Clearly there’s a big, gaping chasm between what the two sides. It’s not too much of an exaggeration to say that one side is furious about something the other says doesn’t exist.
Here’s what I think is going on: It’s not controversial that people should be polite and not be racist, sexist, and so on. The contentious part is what each of those things mean in practical terms. Is that sentence rude, is that policy racist, is that ad sexist?
The view of (it seems) a lot of people is that the recent expansion of the things considered offensive by Westminster, the media and big business, doesn’t reflect a majority view of offence. Liberals, on the other hand, take the view that the same set of things are indeed offensive and should be treated accordingly.

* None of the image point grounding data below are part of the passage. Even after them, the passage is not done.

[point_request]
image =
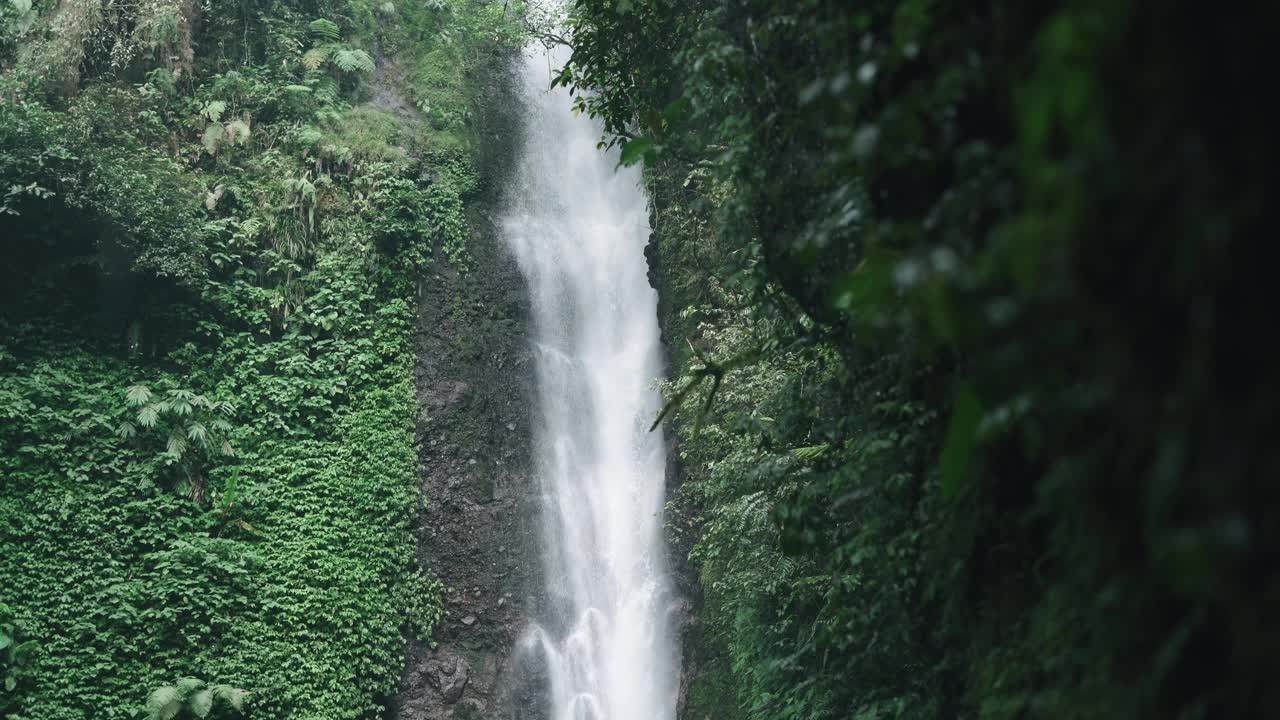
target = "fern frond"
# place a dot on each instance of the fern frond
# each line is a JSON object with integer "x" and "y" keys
{"x": 214, "y": 110}
{"x": 232, "y": 696}
{"x": 197, "y": 433}
{"x": 163, "y": 703}
{"x": 137, "y": 395}
{"x": 237, "y": 132}
{"x": 201, "y": 703}
{"x": 315, "y": 58}
{"x": 325, "y": 30}
{"x": 188, "y": 686}
{"x": 350, "y": 60}
{"x": 213, "y": 137}
{"x": 177, "y": 445}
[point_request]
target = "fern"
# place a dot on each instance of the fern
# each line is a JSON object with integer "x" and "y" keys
{"x": 237, "y": 132}
{"x": 214, "y": 110}
{"x": 137, "y": 395}
{"x": 315, "y": 58}
{"x": 213, "y": 137}
{"x": 164, "y": 703}
{"x": 350, "y": 60}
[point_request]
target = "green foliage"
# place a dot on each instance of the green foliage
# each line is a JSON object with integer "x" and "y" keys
{"x": 192, "y": 697}
{"x": 195, "y": 431}
{"x": 17, "y": 655}
{"x": 228, "y": 228}
{"x": 1022, "y": 324}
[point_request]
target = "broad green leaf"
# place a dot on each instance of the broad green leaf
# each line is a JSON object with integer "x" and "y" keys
{"x": 956, "y": 460}
{"x": 325, "y": 30}
{"x": 634, "y": 150}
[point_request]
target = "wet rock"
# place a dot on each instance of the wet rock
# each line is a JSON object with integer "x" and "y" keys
{"x": 448, "y": 675}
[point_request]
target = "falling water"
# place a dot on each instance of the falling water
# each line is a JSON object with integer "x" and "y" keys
{"x": 579, "y": 227}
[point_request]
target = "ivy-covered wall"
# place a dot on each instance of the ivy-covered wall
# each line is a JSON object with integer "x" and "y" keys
{"x": 220, "y": 218}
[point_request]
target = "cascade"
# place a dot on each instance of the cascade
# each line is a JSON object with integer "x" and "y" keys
{"x": 579, "y": 224}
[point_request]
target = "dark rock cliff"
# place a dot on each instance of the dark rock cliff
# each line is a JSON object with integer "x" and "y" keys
{"x": 478, "y": 523}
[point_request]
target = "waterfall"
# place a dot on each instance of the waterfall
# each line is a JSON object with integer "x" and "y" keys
{"x": 579, "y": 226}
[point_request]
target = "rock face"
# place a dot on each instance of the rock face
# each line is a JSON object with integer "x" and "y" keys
{"x": 478, "y": 527}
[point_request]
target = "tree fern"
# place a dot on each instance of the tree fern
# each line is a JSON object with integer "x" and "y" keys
{"x": 350, "y": 60}
{"x": 315, "y": 58}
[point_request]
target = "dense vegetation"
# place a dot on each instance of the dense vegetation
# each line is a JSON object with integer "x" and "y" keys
{"x": 215, "y": 218}
{"x": 964, "y": 305}
{"x": 963, "y": 301}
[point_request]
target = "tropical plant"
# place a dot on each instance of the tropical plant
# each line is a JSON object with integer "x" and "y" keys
{"x": 193, "y": 698}
{"x": 17, "y": 656}
{"x": 193, "y": 427}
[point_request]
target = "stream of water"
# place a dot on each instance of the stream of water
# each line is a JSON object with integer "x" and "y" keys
{"x": 577, "y": 226}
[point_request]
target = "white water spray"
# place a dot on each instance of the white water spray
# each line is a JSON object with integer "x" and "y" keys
{"x": 579, "y": 227}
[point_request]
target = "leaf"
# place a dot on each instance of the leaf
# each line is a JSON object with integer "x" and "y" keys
{"x": 213, "y": 137}
{"x": 353, "y": 60}
{"x": 812, "y": 451}
{"x": 214, "y": 110}
{"x": 238, "y": 132}
{"x": 197, "y": 433}
{"x": 634, "y": 150}
{"x": 232, "y": 696}
{"x": 163, "y": 703}
{"x": 137, "y": 395}
{"x": 325, "y": 30}
{"x": 201, "y": 703}
{"x": 176, "y": 446}
{"x": 956, "y": 456}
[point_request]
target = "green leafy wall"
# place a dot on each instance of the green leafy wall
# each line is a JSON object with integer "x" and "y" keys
{"x": 977, "y": 290}
{"x": 242, "y": 227}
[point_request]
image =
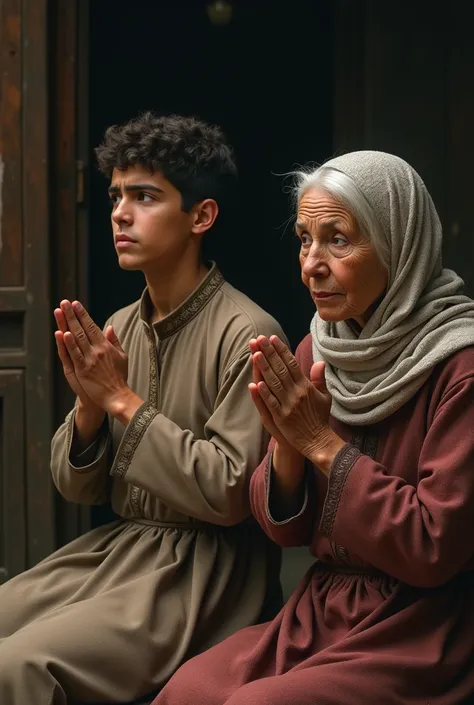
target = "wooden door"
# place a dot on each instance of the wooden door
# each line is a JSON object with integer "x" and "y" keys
{"x": 403, "y": 84}
{"x": 26, "y": 492}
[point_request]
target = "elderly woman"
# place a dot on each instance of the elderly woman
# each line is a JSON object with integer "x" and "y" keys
{"x": 371, "y": 463}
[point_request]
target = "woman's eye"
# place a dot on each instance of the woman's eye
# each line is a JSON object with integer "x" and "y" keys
{"x": 306, "y": 239}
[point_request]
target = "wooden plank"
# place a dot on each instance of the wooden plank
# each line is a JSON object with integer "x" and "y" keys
{"x": 11, "y": 242}
{"x": 69, "y": 248}
{"x": 39, "y": 330}
{"x": 12, "y": 474}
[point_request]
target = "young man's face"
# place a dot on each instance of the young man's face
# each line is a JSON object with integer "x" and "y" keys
{"x": 150, "y": 229}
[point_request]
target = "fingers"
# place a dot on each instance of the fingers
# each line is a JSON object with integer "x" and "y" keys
{"x": 73, "y": 349}
{"x": 91, "y": 329}
{"x": 271, "y": 402}
{"x": 60, "y": 320}
{"x": 288, "y": 358}
{"x": 318, "y": 378}
{"x": 262, "y": 409}
{"x": 63, "y": 353}
{"x": 274, "y": 363}
{"x": 74, "y": 326}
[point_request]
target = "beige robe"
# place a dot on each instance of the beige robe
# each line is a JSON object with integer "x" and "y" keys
{"x": 112, "y": 615}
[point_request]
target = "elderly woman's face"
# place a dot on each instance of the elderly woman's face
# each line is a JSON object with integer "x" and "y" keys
{"x": 338, "y": 265}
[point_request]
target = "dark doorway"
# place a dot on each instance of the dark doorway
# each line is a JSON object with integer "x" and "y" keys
{"x": 266, "y": 78}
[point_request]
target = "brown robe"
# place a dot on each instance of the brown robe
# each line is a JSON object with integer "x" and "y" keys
{"x": 386, "y": 613}
{"x": 111, "y": 616}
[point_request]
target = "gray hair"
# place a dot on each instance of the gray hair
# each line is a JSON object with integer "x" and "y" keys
{"x": 343, "y": 188}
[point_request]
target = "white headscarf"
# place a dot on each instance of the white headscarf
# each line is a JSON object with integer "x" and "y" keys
{"x": 424, "y": 316}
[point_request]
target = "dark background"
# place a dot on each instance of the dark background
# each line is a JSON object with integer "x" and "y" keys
{"x": 266, "y": 78}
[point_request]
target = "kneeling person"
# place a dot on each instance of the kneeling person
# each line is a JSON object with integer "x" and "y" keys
{"x": 164, "y": 427}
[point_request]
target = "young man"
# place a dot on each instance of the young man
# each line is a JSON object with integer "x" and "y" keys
{"x": 163, "y": 426}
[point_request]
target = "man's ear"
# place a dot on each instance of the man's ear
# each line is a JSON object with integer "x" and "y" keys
{"x": 204, "y": 215}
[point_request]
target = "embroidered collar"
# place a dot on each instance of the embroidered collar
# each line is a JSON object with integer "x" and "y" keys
{"x": 186, "y": 311}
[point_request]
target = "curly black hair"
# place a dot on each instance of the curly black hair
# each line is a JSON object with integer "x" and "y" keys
{"x": 194, "y": 156}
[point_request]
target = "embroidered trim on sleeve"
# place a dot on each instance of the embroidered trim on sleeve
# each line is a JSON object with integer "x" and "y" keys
{"x": 341, "y": 467}
{"x": 132, "y": 437}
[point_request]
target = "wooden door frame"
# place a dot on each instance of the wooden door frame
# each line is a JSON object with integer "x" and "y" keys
{"x": 70, "y": 158}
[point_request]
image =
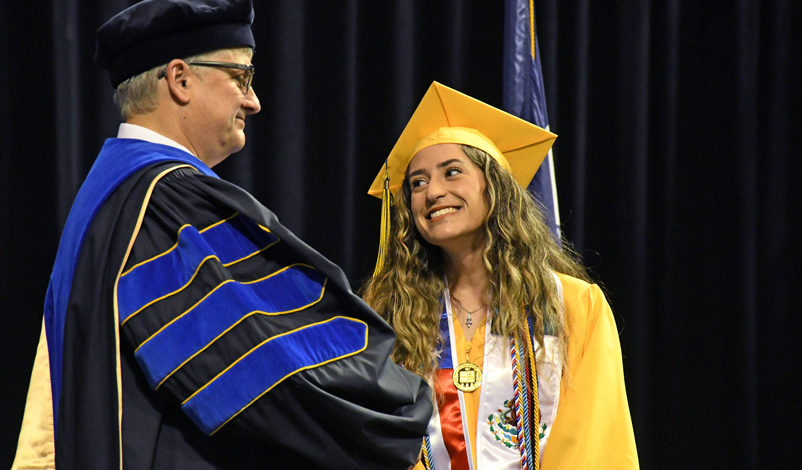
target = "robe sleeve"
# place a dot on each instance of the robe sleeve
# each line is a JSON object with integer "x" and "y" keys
{"x": 250, "y": 331}
{"x": 593, "y": 427}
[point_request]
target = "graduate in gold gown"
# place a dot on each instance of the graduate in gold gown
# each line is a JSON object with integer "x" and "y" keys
{"x": 520, "y": 347}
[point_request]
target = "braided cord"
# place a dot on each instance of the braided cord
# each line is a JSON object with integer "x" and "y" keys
{"x": 535, "y": 401}
{"x": 426, "y": 456}
{"x": 521, "y": 402}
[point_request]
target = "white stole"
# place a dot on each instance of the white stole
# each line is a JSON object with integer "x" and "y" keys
{"x": 496, "y": 440}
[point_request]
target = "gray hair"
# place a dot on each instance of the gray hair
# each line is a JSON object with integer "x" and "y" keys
{"x": 139, "y": 94}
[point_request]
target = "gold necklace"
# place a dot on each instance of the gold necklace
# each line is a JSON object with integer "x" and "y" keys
{"x": 468, "y": 319}
{"x": 467, "y": 376}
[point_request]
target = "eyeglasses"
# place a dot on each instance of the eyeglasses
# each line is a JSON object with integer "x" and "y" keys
{"x": 243, "y": 81}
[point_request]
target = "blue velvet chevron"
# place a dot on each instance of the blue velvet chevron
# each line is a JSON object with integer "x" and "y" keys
{"x": 291, "y": 289}
{"x": 269, "y": 364}
{"x": 228, "y": 241}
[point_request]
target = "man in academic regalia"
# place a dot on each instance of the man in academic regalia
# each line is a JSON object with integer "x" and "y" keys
{"x": 184, "y": 327}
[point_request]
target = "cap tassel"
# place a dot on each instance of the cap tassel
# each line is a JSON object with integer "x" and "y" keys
{"x": 384, "y": 241}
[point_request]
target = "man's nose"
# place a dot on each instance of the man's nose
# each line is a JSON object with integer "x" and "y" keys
{"x": 251, "y": 102}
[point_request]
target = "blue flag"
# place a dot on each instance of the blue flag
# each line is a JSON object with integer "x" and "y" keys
{"x": 524, "y": 96}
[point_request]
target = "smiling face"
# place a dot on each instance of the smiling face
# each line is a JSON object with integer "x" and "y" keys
{"x": 220, "y": 108}
{"x": 447, "y": 198}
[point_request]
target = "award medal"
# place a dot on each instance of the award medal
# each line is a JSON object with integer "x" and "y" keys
{"x": 467, "y": 376}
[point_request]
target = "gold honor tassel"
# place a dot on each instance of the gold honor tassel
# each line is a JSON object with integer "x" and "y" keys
{"x": 384, "y": 241}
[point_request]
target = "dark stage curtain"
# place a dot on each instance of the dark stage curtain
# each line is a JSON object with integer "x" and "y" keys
{"x": 679, "y": 145}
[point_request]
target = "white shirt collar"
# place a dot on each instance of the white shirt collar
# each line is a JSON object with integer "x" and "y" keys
{"x": 132, "y": 131}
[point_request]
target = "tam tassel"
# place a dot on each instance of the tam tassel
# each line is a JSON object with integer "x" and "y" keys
{"x": 384, "y": 241}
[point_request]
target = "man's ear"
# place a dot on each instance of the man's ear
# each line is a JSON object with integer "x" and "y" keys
{"x": 178, "y": 80}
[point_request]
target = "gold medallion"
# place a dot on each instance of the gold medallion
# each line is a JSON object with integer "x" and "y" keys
{"x": 467, "y": 377}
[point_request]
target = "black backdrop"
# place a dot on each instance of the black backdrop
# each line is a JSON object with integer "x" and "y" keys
{"x": 678, "y": 153}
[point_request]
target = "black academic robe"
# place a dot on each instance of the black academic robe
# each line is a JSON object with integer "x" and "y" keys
{"x": 236, "y": 344}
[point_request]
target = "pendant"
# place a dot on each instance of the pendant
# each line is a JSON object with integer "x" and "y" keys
{"x": 467, "y": 377}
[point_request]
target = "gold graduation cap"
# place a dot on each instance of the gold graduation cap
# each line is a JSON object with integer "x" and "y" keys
{"x": 445, "y": 115}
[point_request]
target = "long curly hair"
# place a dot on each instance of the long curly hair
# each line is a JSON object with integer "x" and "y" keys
{"x": 519, "y": 257}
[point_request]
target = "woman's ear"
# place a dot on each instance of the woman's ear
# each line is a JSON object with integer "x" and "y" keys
{"x": 179, "y": 79}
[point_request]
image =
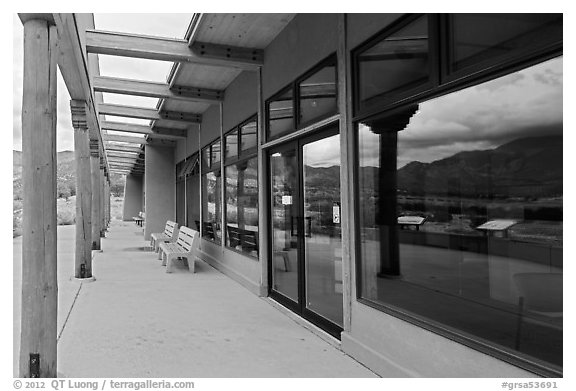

I suspect that the great cultural division continues until this issue is resolved, or at least properly debated. But right now it seems the two sides are too busy talking past each other even to get that far…
So banning stuff, in general, isn’t too popular. But that doesn’t seem to be the case with junk food. A YouGov poll for Cancer Research UK found net support (46-42) for a ban on buy-one-get-one-free deals, and a big majority (65 per cent) supporting a ban on junk food ads before 9pm.
Keeping us all healthy is obviously a long-run benefit to the NHS, but what about funding? ComRes asked in a poll for the Mirror whether people would be prepared to pay a penny more in national insurance to fund the health service and found that 82 per cent would. Clearly, the NHS is a very strong brand, although the widespread view that it’s in crisis probably matters too.
YouGov had a 3-point Conservative lead in its weekly voting intention poll for the Times, but interestingly also a 7-point lead for “wrong” on its Brexit right/wrong question, the biggest lead that this series has given either side yet. This is an interesting finding, but as ever, it’s worth waiting for more data before concluding anything.